Macron’s Liberalization Has Made Travel More Affordable in France

Allowing busses to compete with railways on long-distance routes has lowered prices for passengers.

View of the Champs-Élysées from the Arc de Triomphe in Paris, France, December 5, 2012
View of the Champs-Élysées from the Arc de Triomphe in Paris, France, December 5, 2012 (Chris Chabot)

Emmanuel Macron’s liberalization of intercity public transport in France is paying off.

Until 2015, railroads had a monopoly on domestic ground routes of 100 kilometers or more. Macron — then economy minister, now president — wrote legislation that allowed busses to compete.
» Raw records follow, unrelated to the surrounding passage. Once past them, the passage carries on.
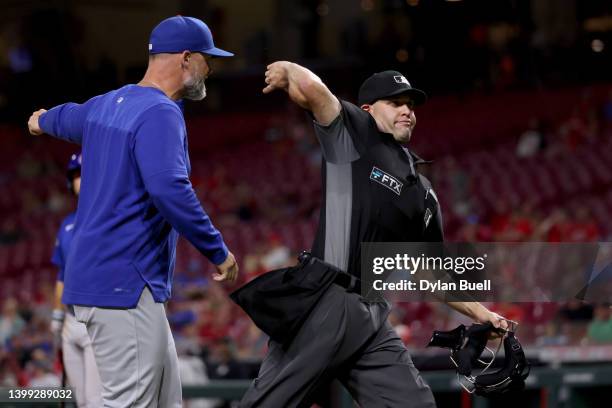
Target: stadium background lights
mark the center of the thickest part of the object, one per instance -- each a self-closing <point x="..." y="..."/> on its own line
<point x="597" y="45"/>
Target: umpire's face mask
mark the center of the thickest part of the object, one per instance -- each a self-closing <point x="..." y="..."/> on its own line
<point x="194" y="87"/>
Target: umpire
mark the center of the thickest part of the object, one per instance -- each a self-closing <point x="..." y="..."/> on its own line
<point x="320" y="326"/>
<point x="136" y="198"/>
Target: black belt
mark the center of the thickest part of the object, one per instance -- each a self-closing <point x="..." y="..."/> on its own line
<point x="348" y="281"/>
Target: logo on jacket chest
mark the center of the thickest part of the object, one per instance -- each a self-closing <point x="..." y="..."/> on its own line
<point x="387" y="180"/>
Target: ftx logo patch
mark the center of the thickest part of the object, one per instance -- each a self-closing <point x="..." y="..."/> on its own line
<point x="400" y="79"/>
<point x="386" y="180"/>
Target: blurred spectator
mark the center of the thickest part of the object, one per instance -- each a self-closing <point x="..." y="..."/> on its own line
<point x="600" y="328"/>
<point x="576" y="311"/>
<point x="192" y="368"/>
<point x="277" y="256"/>
<point x="10" y="321"/>
<point x="532" y="141"/>
<point x="222" y="361"/>
<point x="10" y="233"/>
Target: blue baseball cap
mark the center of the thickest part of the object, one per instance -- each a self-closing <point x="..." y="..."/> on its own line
<point x="178" y="34"/>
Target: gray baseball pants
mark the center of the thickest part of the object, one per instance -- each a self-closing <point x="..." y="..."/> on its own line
<point x="346" y="338"/>
<point x="135" y="354"/>
<point x="80" y="364"/>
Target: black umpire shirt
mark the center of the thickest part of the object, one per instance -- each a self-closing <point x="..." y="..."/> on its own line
<point x="371" y="191"/>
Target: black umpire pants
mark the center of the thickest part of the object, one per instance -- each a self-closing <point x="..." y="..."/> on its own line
<point x="345" y="338"/>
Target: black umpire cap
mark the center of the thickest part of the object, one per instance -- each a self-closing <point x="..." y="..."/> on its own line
<point x="386" y="84"/>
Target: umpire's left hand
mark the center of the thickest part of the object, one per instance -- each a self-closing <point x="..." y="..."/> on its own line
<point x="33" y="125"/>
<point x="228" y="270"/>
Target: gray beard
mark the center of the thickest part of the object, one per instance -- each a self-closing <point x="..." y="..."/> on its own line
<point x="195" y="90"/>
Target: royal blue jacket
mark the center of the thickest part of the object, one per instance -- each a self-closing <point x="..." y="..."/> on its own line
<point x="135" y="197"/>
<point x="62" y="245"/>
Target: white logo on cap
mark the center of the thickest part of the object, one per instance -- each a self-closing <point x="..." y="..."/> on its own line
<point x="401" y="79"/>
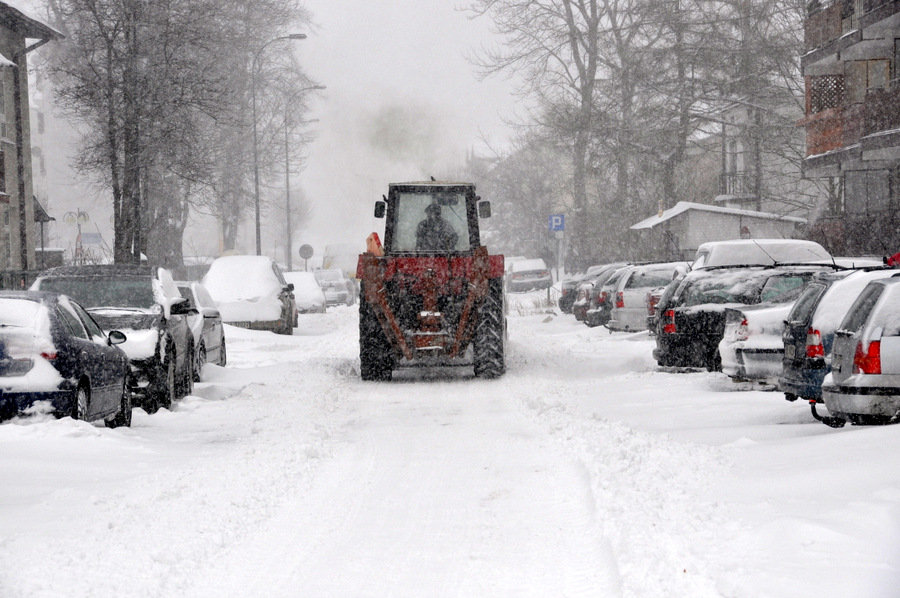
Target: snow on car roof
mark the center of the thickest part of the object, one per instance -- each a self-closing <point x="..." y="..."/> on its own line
<point x="529" y="264"/>
<point x="236" y="277"/>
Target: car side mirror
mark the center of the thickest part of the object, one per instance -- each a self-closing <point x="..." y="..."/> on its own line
<point x="182" y="308"/>
<point x="210" y="312"/>
<point x="115" y="337"/>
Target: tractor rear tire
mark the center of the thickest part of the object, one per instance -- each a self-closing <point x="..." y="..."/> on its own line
<point x="376" y="359"/>
<point x="490" y="335"/>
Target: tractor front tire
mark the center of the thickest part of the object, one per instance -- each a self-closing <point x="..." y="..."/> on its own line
<point x="490" y="335"/>
<point x="376" y="360"/>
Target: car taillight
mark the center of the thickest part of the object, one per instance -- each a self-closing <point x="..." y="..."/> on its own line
<point x="868" y="362"/>
<point x="669" y="326"/>
<point x="742" y="331"/>
<point x="814" y="346"/>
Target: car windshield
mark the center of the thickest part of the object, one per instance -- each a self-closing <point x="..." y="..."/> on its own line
<point x="121" y="291"/>
<point x="410" y="213"/>
<point x="720" y="289"/>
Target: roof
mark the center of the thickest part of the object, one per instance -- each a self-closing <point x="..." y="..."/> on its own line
<point x="684" y="206"/>
<point x="100" y="270"/>
<point x="17" y="17"/>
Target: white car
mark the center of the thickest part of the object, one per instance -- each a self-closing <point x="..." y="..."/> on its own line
<point x="529" y="275"/>
<point x="308" y="293"/>
<point x="629" y="301"/>
<point x="251" y="292"/>
<point x="864" y="384"/>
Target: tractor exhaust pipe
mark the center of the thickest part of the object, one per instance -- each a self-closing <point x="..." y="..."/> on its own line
<point x="830" y="421"/>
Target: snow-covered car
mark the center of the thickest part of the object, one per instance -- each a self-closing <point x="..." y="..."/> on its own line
<point x="337" y="286"/>
<point x="600" y="298"/>
<point x="629" y="299"/>
<point x="528" y="275"/>
<point x="587" y="286"/>
<point x="863" y="386"/>
<point x="144" y="303"/>
<point x="308" y="293"/>
<point x="693" y="324"/>
<point x="206" y="325"/>
<point x="808" y="334"/>
<point x="52" y="350"/>
<point x="759" y="252"/>
<point x="251" y="292"/>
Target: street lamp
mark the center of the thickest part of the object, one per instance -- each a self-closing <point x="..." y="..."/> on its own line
<point x="287" y="170"/>
<point x="255" y="133"/>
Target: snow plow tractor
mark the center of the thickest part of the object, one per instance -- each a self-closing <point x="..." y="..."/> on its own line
<point x="431" y="295"/>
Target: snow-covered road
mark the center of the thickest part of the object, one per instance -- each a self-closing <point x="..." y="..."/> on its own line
<point x="582" y="472"/>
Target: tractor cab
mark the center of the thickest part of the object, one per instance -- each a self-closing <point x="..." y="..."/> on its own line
<point x="431" y="218"/>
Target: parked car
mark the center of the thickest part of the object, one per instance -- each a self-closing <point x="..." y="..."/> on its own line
<point x="586" y="287"/>
<point x="569" y="286"/>
<point x="863" y="386"/>
<point x="808" y="332"/>
<point x="693" y="324"/>
<point x="144" y="303"/>
<point x="308" y="293"/>
<point x="206" y="326"/>
<point x="337" y="286"/>
<point x="751" y="348"/>
<point x="52" y="350"/>
<point x="759" y="252"/>
<point x="251" y="292"/>
<point x="628" y="300"/>
<point x="601" y="297"/>
<point x="657" y="299"/>
<point x="529" y="275"/>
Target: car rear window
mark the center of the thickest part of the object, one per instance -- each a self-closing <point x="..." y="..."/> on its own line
<point x="861" y="308"/>
<point x="803" y="308"/>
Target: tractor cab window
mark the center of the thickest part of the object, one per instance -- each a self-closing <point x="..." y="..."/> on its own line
<point x="431" y="222"/>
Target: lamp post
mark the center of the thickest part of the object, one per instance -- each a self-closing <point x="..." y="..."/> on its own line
<point x="287" y="170"/>
<point x="78" y="217"/>
<point x="255" y="133"/>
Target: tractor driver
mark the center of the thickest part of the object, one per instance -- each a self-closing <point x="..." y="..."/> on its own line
<point x="434" y="233"/>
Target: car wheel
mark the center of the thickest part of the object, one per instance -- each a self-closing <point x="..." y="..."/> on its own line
<point x="123" y="417"/>
<point x="80" y="404"/>
<point x="185" y="385"/>
<point x="488" y="344"/>
<point x="198" y="363"/>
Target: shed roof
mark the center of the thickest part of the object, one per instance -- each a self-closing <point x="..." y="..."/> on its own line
<point x="684" y="206"/>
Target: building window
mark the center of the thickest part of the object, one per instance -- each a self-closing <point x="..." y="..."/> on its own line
<point x="861" y="75"/>
<point x="825" y="92"/>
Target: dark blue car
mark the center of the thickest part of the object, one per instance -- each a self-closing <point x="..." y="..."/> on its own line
<point x="52" y="350"/>
<point x="809" y="330"/>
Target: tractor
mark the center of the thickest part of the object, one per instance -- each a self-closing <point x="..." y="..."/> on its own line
<point x="431" y="295"/>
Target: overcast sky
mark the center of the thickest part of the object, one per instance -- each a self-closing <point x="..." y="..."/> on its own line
<point x="402" y="103"/>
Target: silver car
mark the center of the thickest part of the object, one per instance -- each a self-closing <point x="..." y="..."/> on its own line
<point x="864" y="384"/>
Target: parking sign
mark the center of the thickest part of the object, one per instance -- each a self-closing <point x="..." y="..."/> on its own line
<point x="557" y="222"/>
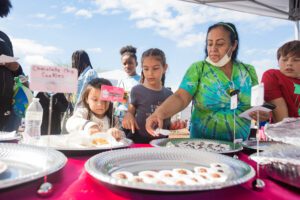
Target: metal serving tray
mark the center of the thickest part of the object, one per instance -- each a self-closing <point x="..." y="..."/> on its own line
<point x="195" y="144"/>
<point x="9" y="136"/>
<point x="58" y="142"/>
<point x="26" y="163"/>
<point x="282" y="162"/>
<point x="263" y="145"/>
<point x="102" y="165"/>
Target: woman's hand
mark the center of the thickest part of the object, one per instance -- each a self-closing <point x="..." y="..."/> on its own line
<point x="178" y="124"/>
<point x="129" y="122"/>
<point x="13" y="66"/>
<point x="263" y="115"/>
<point x="153" y="122"/>
<point x="116" y="133"/>
<point x="94" y="129"/>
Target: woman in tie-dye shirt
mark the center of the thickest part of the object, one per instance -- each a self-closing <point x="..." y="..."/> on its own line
<point x="210" y="84"/>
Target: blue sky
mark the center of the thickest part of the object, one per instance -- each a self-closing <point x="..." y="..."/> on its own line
<point x="47" y="32"/>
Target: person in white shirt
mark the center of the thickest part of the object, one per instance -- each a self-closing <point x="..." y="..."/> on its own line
<point x="93" y="115"/>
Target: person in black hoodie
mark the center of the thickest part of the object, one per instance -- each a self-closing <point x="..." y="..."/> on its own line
<point x="59" y="104"/>
<point x="8" y="120"/>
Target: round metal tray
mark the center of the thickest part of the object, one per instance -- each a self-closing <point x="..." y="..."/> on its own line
<point x="102" y="165"/>
<point x="26" y="163"/>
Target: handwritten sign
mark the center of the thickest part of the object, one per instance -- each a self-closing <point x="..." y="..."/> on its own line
<point x="7" y="59"/>
<point x="111" y="93"/>
<point x="53" y="79"/>
<point x="257" y="95"/>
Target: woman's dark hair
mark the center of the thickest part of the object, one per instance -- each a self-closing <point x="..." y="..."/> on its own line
<point x="96" y="83"/>
<point x="130" y="51"/>
<point x="160" y="56"/>
<point x="80" y="60"/>
<point x="233" y="36"/>
<point x="291" y="48"/>
<point x="5" y="6"/>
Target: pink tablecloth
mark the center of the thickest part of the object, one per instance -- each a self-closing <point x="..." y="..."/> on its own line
<point x="73" y="182"/>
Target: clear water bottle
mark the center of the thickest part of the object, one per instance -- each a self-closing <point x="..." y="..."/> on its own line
<point x="33" y="119"/>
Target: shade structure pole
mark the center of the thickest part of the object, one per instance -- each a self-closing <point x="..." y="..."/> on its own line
<point x="297" y="30"/>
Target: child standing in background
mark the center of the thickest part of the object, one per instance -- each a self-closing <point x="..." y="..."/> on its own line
<point x="59" y="104"/>
<point x="93" y="115"/>
<point x="146" y="97"/>
<point x="129" y="62"/>
<point x="81" y="62"/>
<point x="281" y="85"/>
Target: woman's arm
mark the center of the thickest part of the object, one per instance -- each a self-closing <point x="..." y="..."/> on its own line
<point x="172" y="105"/>
<point x="281" y="110"/>
<point x="129" y="121"/>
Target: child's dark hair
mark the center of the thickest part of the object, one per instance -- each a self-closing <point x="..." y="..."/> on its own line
<point x="80" y="60"/>
<point x="291" y="48"/>
<point x="96" y="83"/>
<point x="130" y="51"/>
<point x="160" y="56"/>
<point x="233" y="36"/>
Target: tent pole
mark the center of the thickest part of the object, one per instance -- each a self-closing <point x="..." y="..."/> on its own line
<point x="297" y="30"/>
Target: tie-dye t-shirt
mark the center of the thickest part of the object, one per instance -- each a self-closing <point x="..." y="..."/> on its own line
<point x="212" y="117"/>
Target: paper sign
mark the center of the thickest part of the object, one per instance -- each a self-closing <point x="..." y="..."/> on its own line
<point x="53" y="79"/>
<point x="233" y="102"/>
<point x="257" y="95"/>
<point x="111" y="93"/>
<point x="256" y="108"/>
<point x="297" y="88"/>
<point x="7" y="59"/>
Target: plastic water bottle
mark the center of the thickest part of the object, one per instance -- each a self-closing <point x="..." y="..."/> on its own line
<point x="33" y="119"/>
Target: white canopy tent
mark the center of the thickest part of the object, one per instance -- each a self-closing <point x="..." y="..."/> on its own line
<point x="283" y="9"/>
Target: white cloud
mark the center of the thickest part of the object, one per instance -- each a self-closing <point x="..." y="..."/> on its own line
<point x="45" y="26"/>
<point x="31" y="47"/>
<point x="192" y="39"/>
<point x="94" y="50"/>
<point x="44" y="16"/>
<point x="69" y="9"/>
<point x="173" y="19"/>
<point x="84" y="13"/>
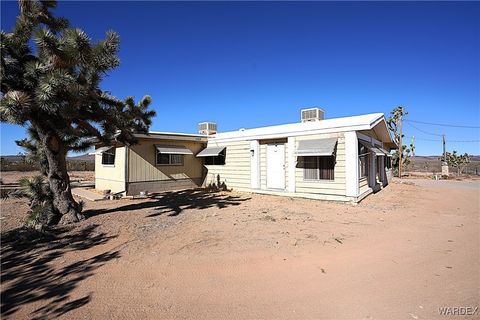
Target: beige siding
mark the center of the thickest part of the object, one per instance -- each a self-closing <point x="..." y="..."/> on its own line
<point x="335" y="187"/>
<point x="111" y="177"/>
<point x="236" y="171"/>
<point x="142" y="166"/>
<point x="263" y="161"/>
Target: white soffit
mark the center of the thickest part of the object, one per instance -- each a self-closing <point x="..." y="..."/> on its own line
<point x="210" y="152"/>
<point x="173" y="149"/>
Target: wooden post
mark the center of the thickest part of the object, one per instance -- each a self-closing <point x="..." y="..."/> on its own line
<point x="400" y="147"/>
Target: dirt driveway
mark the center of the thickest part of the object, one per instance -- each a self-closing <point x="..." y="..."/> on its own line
<point x="402" y="253"/>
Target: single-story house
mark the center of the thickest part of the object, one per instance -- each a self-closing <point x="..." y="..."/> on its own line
<point x="341" y="159"/>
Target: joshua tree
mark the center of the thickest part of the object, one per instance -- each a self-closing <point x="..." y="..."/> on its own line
<point x="407" y="151"/>
<point x="54" y="91"/>
<point x="41" y="212"/>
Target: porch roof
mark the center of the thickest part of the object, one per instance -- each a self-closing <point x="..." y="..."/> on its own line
<point x="173" y="149"/>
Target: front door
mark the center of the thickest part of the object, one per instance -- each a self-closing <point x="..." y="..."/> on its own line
<point x="276" y="166"/>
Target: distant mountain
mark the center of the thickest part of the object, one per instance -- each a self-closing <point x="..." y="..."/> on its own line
<point x="472" y="158"/>
<point x="83" y="157"/>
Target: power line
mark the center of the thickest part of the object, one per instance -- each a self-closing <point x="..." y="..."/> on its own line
<point x="421" y="130"/>
<point x="444" y="124"/>
<point x="436" y="140"/>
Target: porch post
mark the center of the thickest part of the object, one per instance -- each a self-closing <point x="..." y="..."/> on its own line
<point x="351" y="164"/>
<point x="292" y="163"/>
<point x="254" y="164"/>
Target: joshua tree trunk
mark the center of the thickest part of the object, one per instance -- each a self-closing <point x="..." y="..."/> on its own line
<point x="58" y="178"/>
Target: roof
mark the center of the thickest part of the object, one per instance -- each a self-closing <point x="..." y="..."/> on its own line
<point x="353" y="123"/>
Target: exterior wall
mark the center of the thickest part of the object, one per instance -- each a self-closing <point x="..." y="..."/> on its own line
<point x="145" y="175"/>
<point x="337" y="187"/>
<point x="111" y="177"/>
<point x="235" y="173"/>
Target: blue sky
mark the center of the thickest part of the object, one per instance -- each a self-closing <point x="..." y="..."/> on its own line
<point x="251" y="64"/>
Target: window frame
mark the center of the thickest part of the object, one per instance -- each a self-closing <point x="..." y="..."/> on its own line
<point x="318" y="162"/>
<point x="111" y="154"/>
<point x="182" y="158"/>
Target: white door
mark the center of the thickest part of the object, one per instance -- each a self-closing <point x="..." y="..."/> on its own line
<point x="276" y="166"/>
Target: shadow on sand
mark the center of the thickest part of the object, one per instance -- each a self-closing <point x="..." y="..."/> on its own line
<point x="173" y="203"/>
<point x="33" y="269"/>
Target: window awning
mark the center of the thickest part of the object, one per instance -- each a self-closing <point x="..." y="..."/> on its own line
<point x="318" y="147"/>
<point x="210" y="152"/>
<point x="101" y="150"/>
<point x="173" y="149"/>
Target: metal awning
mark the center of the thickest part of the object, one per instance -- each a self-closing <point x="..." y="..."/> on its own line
<point x="211" y="152"/>
<point x="318" y="147"/>
<point x="101" y="150"/>
<point x="377" y="151"/>
<point x="173" y="149"/>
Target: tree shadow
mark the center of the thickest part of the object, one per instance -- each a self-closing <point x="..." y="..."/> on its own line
<point x="32" y="269"/>
<point x="175" y="202"/>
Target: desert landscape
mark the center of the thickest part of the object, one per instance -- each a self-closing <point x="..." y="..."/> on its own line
<point x="402" y="253"/>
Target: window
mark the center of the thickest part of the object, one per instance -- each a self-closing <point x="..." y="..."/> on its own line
<point x="388" y="162"/>
<point x="216" y="160"/>
<point x="169" y="159"/>
<point x="363" y="160"/>
<point x="108" y="156"/>
<point x="318" y="168"/>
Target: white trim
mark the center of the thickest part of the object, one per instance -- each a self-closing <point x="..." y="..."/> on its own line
<point x="172" y="136"/>
<point x="351" y="164"/>
<point x="255" y="164"/>
<point x="355" y="123"/>
<point x="292" y="163"/>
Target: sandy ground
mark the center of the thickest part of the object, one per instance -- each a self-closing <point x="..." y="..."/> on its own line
<point x="9" y="177"/>
<point x="402" y="253"/>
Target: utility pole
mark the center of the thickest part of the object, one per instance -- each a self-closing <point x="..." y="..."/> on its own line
<point x="444" y="163"/>
<point x="400" y="147"/>
<point x="413" y="143"/>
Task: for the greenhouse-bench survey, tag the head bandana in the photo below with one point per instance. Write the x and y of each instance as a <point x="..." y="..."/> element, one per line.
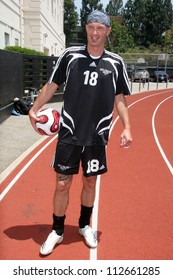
<point x="100" y="17"/>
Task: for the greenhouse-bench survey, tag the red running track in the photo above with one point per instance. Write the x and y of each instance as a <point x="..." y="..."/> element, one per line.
<point x="133" y="212"/>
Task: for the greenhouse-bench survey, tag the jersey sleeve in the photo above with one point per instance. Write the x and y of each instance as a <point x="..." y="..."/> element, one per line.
<point x="122" y="85"/>
<point x="58" y="75"/>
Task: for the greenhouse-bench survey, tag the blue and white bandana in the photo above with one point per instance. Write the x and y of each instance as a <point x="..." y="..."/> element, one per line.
<point x="100" y="17"/>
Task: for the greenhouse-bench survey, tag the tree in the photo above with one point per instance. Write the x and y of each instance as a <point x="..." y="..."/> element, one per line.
<point x="70" y="20"/>
<point x="114" y="7"/>
<point x="120" y="39"/>
<point x="147" y="20"/>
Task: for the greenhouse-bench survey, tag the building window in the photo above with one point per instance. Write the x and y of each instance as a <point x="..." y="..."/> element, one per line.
<point x="7" y="39"/>
<point x="16" y="42"/>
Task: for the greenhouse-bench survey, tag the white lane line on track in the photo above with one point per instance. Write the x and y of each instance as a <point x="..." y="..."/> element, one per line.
<point x="156" y="138"/>
<point x="15" y="179"/>
<point x="93" y="251"/>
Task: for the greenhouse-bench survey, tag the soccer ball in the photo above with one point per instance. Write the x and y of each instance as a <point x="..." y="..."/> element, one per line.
<point x="49" y="121"/>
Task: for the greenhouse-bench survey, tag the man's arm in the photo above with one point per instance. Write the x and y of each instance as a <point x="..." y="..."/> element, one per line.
<point x="122" y="110"/>
<point x="44" y="96"/>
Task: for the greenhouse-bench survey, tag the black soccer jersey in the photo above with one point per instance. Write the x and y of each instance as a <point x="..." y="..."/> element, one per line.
<point x="90" y="85"/>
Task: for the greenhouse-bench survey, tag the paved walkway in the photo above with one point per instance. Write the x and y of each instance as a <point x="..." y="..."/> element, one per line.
<point x="18" y="137"/>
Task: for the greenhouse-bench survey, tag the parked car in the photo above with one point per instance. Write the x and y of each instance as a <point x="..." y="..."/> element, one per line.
<point x="160" y="76"/>
<point x="137" y="75"/>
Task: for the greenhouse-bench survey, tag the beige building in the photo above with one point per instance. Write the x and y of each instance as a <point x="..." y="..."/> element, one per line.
<point x="33" y="24"/>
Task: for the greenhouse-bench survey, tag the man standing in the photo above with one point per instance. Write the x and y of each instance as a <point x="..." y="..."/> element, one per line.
<point x="94" y="80"/>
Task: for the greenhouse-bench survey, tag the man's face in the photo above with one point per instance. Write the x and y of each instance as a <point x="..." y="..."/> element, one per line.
<point x="97" y="33"/>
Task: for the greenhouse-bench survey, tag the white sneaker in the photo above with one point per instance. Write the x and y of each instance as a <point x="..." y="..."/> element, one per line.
<point x="52" y="239"/>
<point x="89" y="235"/>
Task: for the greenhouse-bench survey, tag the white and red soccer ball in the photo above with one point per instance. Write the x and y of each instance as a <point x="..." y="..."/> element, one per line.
<point x="49" y="121"/>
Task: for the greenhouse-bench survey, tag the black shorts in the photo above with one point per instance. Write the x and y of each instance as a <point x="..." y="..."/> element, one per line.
<point x="68" y="157"/>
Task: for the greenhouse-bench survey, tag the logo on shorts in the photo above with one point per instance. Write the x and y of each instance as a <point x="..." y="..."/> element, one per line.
<point x="63" y="167"/>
Bloomberg reports that 6.2 million passengers took a long-distance bus in 2016 and bookings are up another 25 percent this year.

That’s still a fraction of the more than 100 million annual high-speed train passengers, but competition from busses is forcing the state-owned railway to cut rates.

The expectation is that as many as 25 million travelers will prefer the bus by 2030.

More to be done

There is more to be done. Because long-distance bus service didn’t exist until recently, few cities have adequate and easy-to-reach bus stations.

Two of the three largest bus services are also government-owned. (The third is German.) Ideally, they would both be privatized.

Cheaper

Nevertheless, Macron’s reforms have already helped millions of passengers, especially those on low incomes.

Bloomberg:

“Before these buses existed, I’d probably have had to call my mum and ask for her to pay for the trip,” said Odile Thiebaut, who on Monday traveled the 150 kilometers from Paris to Reims, in the Champagne region. Her one-way fare was only €9, about a third as much as a train ticket.